TMCNet:  Device helps those with visual, hearing impairments [Houston Chronicle]

[July 11, 2009]

Device helps those with visual, hearing impairments [Houston Chronicle]

(Houston Chronicle (TX) Via Acquire Media NewsEdge) Jul. 11--A deaf fan can now tune in as NFL quarterback Tom Brady calls a play at a display in the New England Patriots' football hall of fame.

A blind guest can visualize London in the Peter Pan Flight ride at Disney World.

And blind and hearing-impaired visitors at the World of Coca-Cola museum can now get more out of a tour of company history.

All three venues are the latest to use a rugged hand-held device created by Houston-based Softeq to give visitors with visual or hearing impairments the same experience as others.

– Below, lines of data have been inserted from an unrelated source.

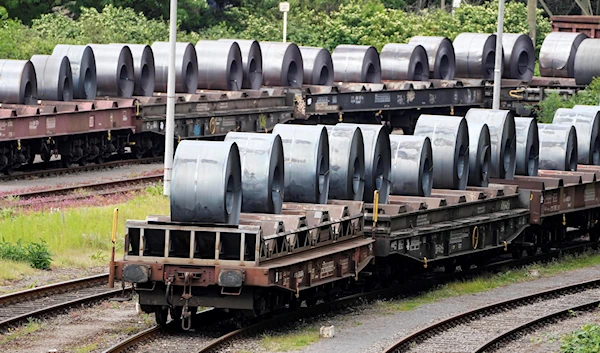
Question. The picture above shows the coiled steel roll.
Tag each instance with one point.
(83, 68)
(346, 162)
(585, 120)
(440, 54)
(282, 64)
(528, 147)
(412, 165)
(306, 152)
(404, 62)
(475, 55)
(356, 63)
(587, 61)
(558, 147)
(479, 154)
(378, 161)
(206, 184)
(219, 65)
(262, 171)
(449, 137)
(318, 66)
(54, 77)
(519, 56)
(144, 69)
(186, 67)
(502, 137)
(252, 62)
(114, 69)
(557, 55)
(17, 82)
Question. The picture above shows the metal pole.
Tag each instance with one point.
(170, 123)
(499, 58)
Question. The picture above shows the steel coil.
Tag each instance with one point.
(440, 54)
(18, 83)
(318, 66)
(479, 154)
(144, 69)
(528, 147)
(346, 162)
(404, 62)
(306, 154)
(186, 67)
(114, 70)
(282, 64)
(262, 171)
(502, 137)
(449, 137)
(587, 61)
(54, 77)
(412, 165)
(219, 65)
(557, 55)
(251, 61)
(519, 56)
(378, 161)
(356, 63)
(83, 68)
(475, 55)
(558, 147)
(585, 120)
(206, 183)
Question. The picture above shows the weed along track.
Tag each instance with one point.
(19, 306)
(486, 328)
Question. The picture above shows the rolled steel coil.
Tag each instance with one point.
(252, 62)
(557, 55)
(144, 68)
(54, 77)
(502, 137)
(306, 152)
(219, 65)
(262, 171)
(585, 120)
(412, 165)
(404, 62)
(378, 161)
(114, 69)
(356, 63)
(282, 64)
(475, 55)
(587, 61)
(346, 162)
(18, 83)
(318, 66)
(528, 147)
(449, 137)
(186, 67)
(83, 68)
(479, 154)
(206, 184)
(558, 147)
(519, 56)
(440, 54)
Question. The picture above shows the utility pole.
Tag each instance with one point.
(170, 123)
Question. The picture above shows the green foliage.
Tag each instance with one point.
(585, 340)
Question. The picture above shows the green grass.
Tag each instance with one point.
(490, 281)
(290, 341)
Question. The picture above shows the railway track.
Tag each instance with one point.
(17, 307)
(487, 328)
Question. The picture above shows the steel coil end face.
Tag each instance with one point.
(262, 171)
(206, 185)
(306, 152)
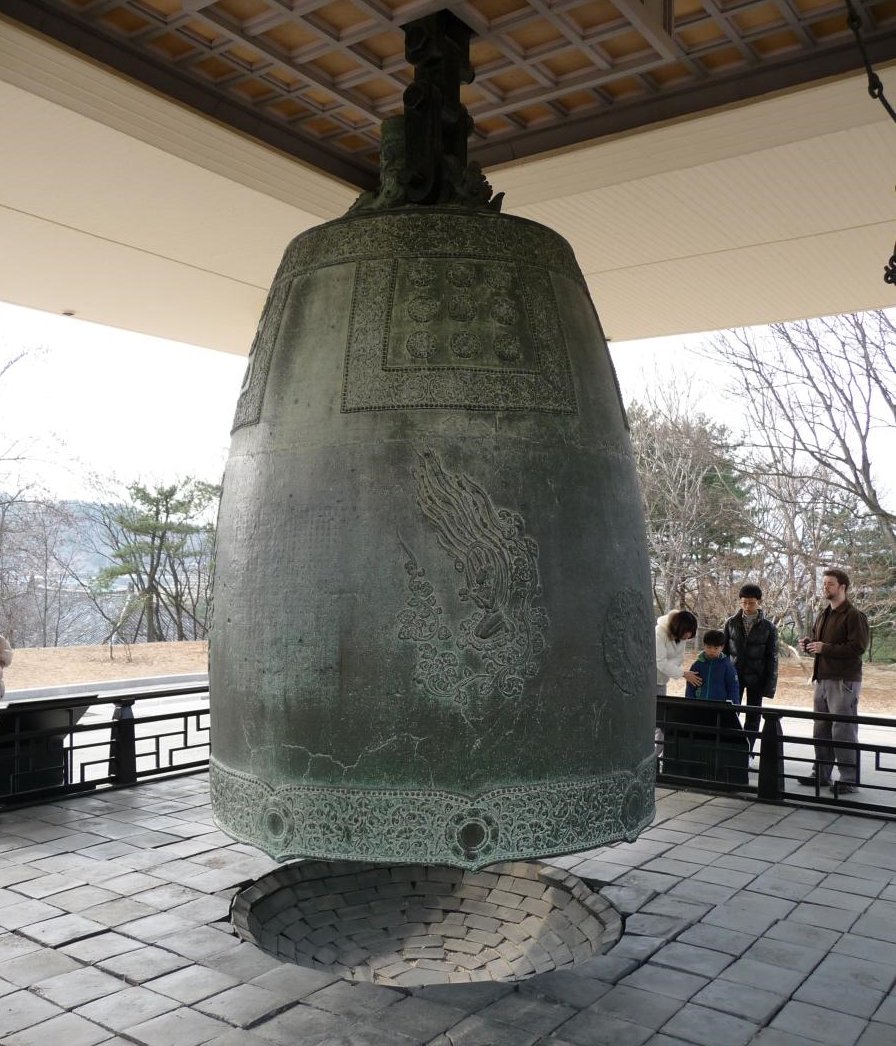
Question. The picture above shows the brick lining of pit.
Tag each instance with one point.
(409, 925)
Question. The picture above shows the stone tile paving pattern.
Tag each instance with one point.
(744, 923)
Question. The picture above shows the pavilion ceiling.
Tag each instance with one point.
(316, 78)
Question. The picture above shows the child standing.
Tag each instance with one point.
(718, 677)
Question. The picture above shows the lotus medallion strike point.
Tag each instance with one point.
(432, 638)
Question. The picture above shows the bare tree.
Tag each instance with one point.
(693, 502)
(826, 390)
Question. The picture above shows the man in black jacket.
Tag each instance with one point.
(751, 640)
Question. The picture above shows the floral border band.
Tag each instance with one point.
(417, 825)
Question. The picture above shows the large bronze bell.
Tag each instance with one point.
(432, 636)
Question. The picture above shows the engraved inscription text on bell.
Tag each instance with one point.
(432, 637)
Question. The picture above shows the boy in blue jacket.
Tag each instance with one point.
(716, 671)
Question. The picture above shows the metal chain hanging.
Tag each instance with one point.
(875, 89)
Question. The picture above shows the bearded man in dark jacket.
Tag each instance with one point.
(751, 640)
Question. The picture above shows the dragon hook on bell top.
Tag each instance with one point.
(422, 156)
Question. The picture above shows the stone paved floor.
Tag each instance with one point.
(744, 924)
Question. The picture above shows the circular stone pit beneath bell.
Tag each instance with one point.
(413, 925)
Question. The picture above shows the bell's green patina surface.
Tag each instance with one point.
(432, 636)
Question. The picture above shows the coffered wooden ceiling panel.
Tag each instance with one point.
(316, 78)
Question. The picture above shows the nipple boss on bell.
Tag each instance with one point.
(432, 637)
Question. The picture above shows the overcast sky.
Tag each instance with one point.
(95, 400)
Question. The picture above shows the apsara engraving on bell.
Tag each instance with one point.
(432, 616)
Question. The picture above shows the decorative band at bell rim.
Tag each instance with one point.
(432, 636)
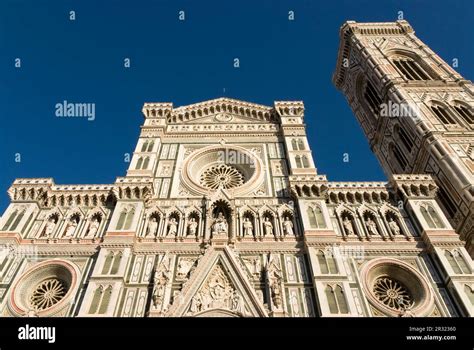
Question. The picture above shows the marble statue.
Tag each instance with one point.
(192, 227)
(152, 227)
(172, 227)
(288, 227)
(267, 226)
(248, 227)
(220, 226)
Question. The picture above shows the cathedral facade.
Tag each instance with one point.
(222, 212)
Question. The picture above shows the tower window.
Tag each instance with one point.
(372, 98)
(465, 114)
(399, 157)
(406, 140)
(411, 70)
(447, 202)
(443, 115)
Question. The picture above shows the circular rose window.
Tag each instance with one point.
(44, 289)
(221, 175)
(394, 287)
(227, 167)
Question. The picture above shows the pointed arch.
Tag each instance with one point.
(331, 298)
(139, 163)
(299, 164)
(305, 161)
(341, 300)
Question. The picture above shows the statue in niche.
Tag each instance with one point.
(70, 227)
(196, 304)
(267, 227)
(184, 266)
(161, 279)
(172, 227)
(248, 227)
(238, 304)
(348, 228)
(192, 227)
(371, 227)
(274, 283)
(49, 228)
(152, 227)
(220, 226)
(288, 227)
(393, 226)
(93, 228)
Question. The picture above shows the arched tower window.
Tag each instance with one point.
(300, 144)
(105, 300)
(116, 264)
(341, 300)
(305, 161)
(10, 219)
(331, 298)
(336, 299)
(145, 163)
(372, 98)
(150, 146)
(96, 299)
(327, 263)
(431, 217)
(464, 113)
(316, 217)
(470, 293)
(294, 145)
(406, 140)
(399, 157)
(139, 163)
(410, 69)
(443, 115)
(457, 262)
(129, 219)
(121, 220)
(298, 161)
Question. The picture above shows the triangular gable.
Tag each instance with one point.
(218, 287)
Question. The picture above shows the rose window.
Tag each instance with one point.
(48, 293)
(222, 176)
(392, 293)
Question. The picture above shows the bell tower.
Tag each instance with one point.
(416, 111)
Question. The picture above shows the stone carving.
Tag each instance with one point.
(220, 225)
(238, 304)
(93, 228)
(267, 227)
(49, 227)
(348, 228)
(216, 293)
(192, 227)
(70, 227)
(184, 266)
(394, 226)
(172, 227)
(248, 227)
(160, 280)
(152, 227)
(371, 227)
(288, 227)
(253, 264)
(275, 278)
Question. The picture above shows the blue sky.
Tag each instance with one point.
(185, 62)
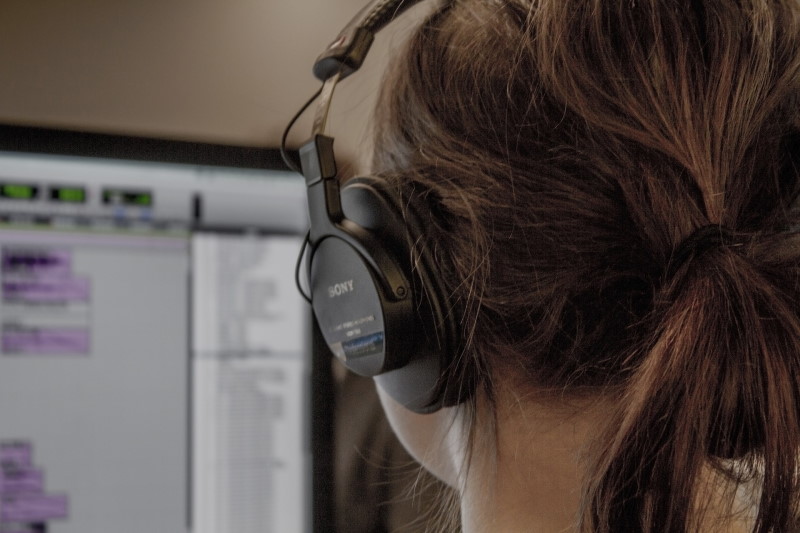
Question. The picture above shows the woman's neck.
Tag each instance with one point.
(530, 478)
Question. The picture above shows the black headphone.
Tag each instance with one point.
(381, 315)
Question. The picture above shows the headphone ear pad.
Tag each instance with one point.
(420, 384)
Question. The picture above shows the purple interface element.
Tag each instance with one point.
(46, 341)
(21, 480)
(33, 507)
(42, 278)
(37, 262)
(47, 291)
(16, 454)
(22, 497)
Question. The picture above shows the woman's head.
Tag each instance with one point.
(565, 151)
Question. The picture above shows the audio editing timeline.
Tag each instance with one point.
(154, 355)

"It's a really innovative device," said Ronald Milliman, a spokesman for the American Council of the Blind. "The people we know who have used it are very excited about it." The durable instruments -- which offer audio for the blind and captioning for the deaf -- are used at Disney World, museums and a timber company.


At Disney, where the device was first used, infrared sensors pick up signals sent from transmitters placed around the park. That triggers the appropriate captions or audio descriptions. The device vibrates for the deaf, letting them know captions are about to start.

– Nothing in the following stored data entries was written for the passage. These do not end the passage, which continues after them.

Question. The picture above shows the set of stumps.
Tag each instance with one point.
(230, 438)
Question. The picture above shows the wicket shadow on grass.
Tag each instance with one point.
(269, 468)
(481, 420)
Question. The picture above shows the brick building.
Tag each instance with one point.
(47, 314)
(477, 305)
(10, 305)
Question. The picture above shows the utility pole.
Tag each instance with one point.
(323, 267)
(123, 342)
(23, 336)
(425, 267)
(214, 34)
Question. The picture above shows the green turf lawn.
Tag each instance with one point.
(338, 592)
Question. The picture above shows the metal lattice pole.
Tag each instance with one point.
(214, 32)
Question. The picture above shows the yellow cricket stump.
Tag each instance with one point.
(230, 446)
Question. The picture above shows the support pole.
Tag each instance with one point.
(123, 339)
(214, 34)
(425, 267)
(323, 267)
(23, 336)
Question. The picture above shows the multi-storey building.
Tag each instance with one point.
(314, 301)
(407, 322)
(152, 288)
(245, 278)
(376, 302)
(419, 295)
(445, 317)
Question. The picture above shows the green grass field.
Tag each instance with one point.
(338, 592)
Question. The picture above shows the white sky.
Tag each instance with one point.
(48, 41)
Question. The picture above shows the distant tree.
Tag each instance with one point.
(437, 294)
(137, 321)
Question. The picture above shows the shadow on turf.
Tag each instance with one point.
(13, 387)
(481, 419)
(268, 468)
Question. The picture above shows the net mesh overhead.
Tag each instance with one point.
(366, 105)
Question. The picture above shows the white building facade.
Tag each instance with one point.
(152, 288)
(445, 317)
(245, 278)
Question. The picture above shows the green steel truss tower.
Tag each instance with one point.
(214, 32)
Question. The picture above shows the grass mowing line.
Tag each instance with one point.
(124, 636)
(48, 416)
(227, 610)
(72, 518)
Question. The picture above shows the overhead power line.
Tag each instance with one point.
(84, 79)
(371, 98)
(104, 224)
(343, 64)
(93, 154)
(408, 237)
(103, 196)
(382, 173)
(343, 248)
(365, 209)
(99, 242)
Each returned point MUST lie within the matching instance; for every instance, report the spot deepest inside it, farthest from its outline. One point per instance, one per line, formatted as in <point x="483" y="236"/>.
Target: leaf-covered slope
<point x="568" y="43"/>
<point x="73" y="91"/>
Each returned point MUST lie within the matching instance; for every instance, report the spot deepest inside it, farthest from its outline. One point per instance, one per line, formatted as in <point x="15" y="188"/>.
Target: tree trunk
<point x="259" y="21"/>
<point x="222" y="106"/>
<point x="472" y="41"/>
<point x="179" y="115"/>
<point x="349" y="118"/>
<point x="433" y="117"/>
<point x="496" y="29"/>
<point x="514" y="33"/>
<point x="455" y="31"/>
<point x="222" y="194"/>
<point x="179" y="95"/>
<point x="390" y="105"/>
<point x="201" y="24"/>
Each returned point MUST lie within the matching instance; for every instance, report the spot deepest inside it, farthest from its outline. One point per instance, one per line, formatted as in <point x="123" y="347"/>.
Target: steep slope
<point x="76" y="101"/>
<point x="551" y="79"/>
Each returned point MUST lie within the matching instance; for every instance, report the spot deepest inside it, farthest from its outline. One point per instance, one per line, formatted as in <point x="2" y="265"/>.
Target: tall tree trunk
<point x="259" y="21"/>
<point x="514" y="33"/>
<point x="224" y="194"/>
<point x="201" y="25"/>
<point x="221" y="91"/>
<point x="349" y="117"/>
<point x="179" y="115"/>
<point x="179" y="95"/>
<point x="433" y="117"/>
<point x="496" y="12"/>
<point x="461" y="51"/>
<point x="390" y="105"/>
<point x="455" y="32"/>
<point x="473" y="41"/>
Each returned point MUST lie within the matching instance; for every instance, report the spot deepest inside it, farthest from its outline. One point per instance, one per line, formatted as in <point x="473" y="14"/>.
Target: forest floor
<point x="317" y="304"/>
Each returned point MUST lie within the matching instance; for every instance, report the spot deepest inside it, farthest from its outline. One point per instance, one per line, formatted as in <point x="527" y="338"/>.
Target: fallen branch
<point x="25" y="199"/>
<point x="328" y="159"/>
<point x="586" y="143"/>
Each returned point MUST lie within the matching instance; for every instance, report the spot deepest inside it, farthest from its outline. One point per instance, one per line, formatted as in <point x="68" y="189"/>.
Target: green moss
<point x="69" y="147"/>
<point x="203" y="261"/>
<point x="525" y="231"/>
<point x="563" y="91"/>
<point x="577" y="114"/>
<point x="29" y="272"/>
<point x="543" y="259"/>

For Softeq, it's a step into the growing assisted technology industry, which experts said is fueled by venues trying to comply with the Americans With Disabilities Act, a growing number of veterans returning home with disabilities, longer life spans and the constant evolution of technology.

"There's an enormous market," said David Dikter, executive director of Assistive Technology Industry Association. "Many of technologies have come from a need to access all the other technology such as making smart phones and hand-helds accessible to people with disabilities." So far, Softeq's device has earned the company nearly $3.5 million in sales revenue since 2005.

Another division The little-known Houston company has traditionally focused on being the engine under the hood for different hardware that consumers use, such as flash drives, MP3 players and printers. It creates the software and drivers that help the devices work. The company posted revenues of $5 million in 2008 and in on track to hit between $6 million and $7 million this year, the company said.

Five years ago, the company started another division, dubbed Durateq, to create sturdy hand-held mobile devices as well as the software to run it.

'Real time and unfiltered' Rick Morin, who is legally blind, used it during a biennial trip to Disney in April. The Boston resident noticed a hidden staircase and directed his fully sighted wife, thanks to the audio description he heard, to the ghostly footprints on the stairs in a haunted house the pair visited.

"We've been going to Disney since 1977, and she had never seen it," Morin said, adding that now he doesn't have to rely on descriptions by companions. "They tell you what they think you want to hear. But here you get it in real time and unfiltered." Softeq originally created the instruments, which look similar to PDAs encased in thick rubber, in collaboration with Disney but has since licensed the technology and sees a market beyond museums and theme parks.

"I like to say it was battle-tested at Disney," said Trey Litel, vice president and general manager of Durateq.

'Not inexpensive' The company can customize the units by installing Windows-based and touchscreen applications. It can also add a credit card reader, a bar code scanner, a speaker, global positioning systems or a radio-frequency identification reader, which reads tags akin to barcodes with radio waves.

The speaker could be used with a speech generation software to help those with speech disabilities talk. And the bar code scanner could be used for everything from price checks to keeping track of inventory. The credit card reader would make it easy for waiters to take orders and print receipts at a diner's table or sell beer to fans at their seats at a football stadium.

"It can pretty much replace anything where people use a pen and paper," Litel said. But businesses and museums are hesitating because of the $800 to $1,200 price tag. Still, because the company can program software and provide the device, Litel thinks they've got a step on the competition.